In an exercise modelled on the Solomons intervention, but without the military component, Australia in December 2003 launched its “enhanced co-operation programme” for Papua New Guinea, sending Australian police officers and civil servants to work there. Something similar, but on a much smaller scale, is happening in Nauru. The jury is still out on the new doctrine of “co-operative intervention”, but at least the Australians are trying.
If Australia would not have taken the lead in East Timor, the Solomons, and Papua New Guinea, who would have? The United States certainly has the means, but would it have had the inclination? Especially in the case of its mission in East Timor -- when Australia atoned for its historical sin of condoning Indonesia's original invasion and seriously chilled relations with its populous, Muslim, northern neighbor in the process -- Australia demonstrated the bold behavior not often associated with deputies. There are certainly valid critiques to be made of Australia's recent interventions in the South Pacific. But above all, it took the initiative and set the agenda, and under circumstances that by no means guaranteed success.

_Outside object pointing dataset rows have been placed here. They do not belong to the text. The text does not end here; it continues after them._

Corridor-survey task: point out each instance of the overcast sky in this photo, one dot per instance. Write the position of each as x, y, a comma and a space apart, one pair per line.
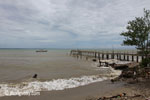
66, 23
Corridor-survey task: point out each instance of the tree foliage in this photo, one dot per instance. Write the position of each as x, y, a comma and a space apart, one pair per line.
137, 34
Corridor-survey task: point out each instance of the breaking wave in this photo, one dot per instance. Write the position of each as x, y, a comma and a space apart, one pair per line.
34, 87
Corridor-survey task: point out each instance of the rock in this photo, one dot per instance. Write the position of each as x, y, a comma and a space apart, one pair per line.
120, 66
35, 76
94, 60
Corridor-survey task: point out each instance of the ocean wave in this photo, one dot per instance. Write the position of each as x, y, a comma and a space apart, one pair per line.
34, 88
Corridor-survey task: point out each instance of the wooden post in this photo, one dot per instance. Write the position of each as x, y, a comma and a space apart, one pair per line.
124, 57
127, 57
99, 56
120, 56
95, 54
132, 57
102, 55
107, 56
137, 58
117, 56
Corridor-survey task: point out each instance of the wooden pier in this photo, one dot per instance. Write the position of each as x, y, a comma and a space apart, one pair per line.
107, 55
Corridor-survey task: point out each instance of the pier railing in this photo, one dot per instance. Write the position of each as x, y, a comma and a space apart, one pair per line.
107, 55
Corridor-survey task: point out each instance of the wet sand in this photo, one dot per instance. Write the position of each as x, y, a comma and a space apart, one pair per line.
80, 93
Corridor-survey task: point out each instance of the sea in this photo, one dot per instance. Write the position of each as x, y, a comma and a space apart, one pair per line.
55, 69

The survey also discusses Howard's artful diplomacy vis a vis China. Economically, Australia provides an ample supply of raw materials to meet China's even greater demand for them. The two countries find themselves currently negotiating a free-trade agreement, which is remarkable, as the Economist notes, because Australia already has such an agreement with the United States. The likely tipping point in Australia's delicate balance between China and the United States, of course, is Taiwan, which so often seems to be a disruptive factor in Pacific politics. I cannot envision a situation whereby Australia would break on China's side if the Taiwan situation ever came to blows. Does this represent a fault in Howard's balancing? Hardly. While it's important to maintain positive relationships and to nurture constructive diplomacy, a foreign policy that condones military invasion is not worthy of the name -- principle must always have a place in any responsible state's foreign policy. It's just a shame Howard didn't have that in mind when Bush came calling about Iraq.